At least two Republicans who signed the letter — John McCain of Arizona and Ron Johnson of Wisconsin — said last week that they would have approached the matter differently in retrospect.

Johnson said it may have been “a tactical error” to address the letter to Iranian leaders, rather than to Obama’s administration or the American people.
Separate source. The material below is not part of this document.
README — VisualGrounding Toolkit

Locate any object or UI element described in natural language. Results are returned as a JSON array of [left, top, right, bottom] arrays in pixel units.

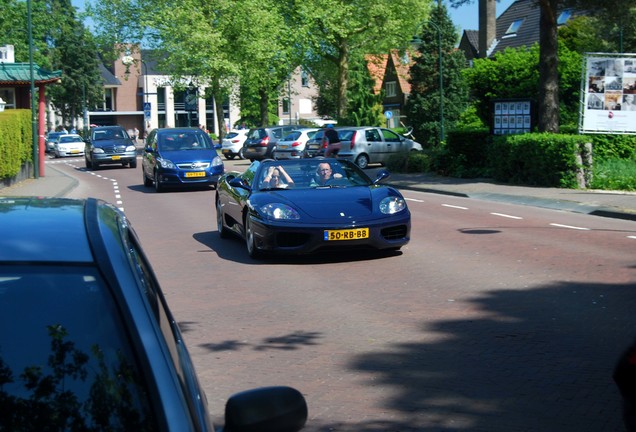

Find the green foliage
[[386, 151, 431, 173], [590, 158, 636, 191], [0, 110, 33, 179], [405, 4, 468, 147], [444, 127, 491, 177], [487, 133, 588, 188], [340, 54, 385, 126], [462, 41, 582, 131], [588, 134, 636, 160]]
McCain, a prominent Republican voice on foreign affairs and national security, said an impending snowstorm in Washington short-circuited more measured consideration of the letter.

The missive has escalated political rancor in Washington surrounding the Iran negotiations, complicating Foreign Relations Chairman Bob Corker’s efforts to cobble together enough Democratic votes for legislation to require congressional review of any Iran nuclear deal to overcome an Obama veto.

Republicans hold 54 seats in the Senate and 10 Democrats have said they’ll support Corker’s measure, though only after the end-of-the-month deadline passes for the current round of negotiations among the U.S., five other world powers and Iran. That’s three votes short of the number needed to override a veto.

Corker was one of seven Senate Republicans who didn’t sign the letter.

The Associated Press, citing a senior U.S. official, reported Monday that Iranian officials have twice in recent days confronted U.S. negotiators, led by Secretary of State John Kerry, over the letter.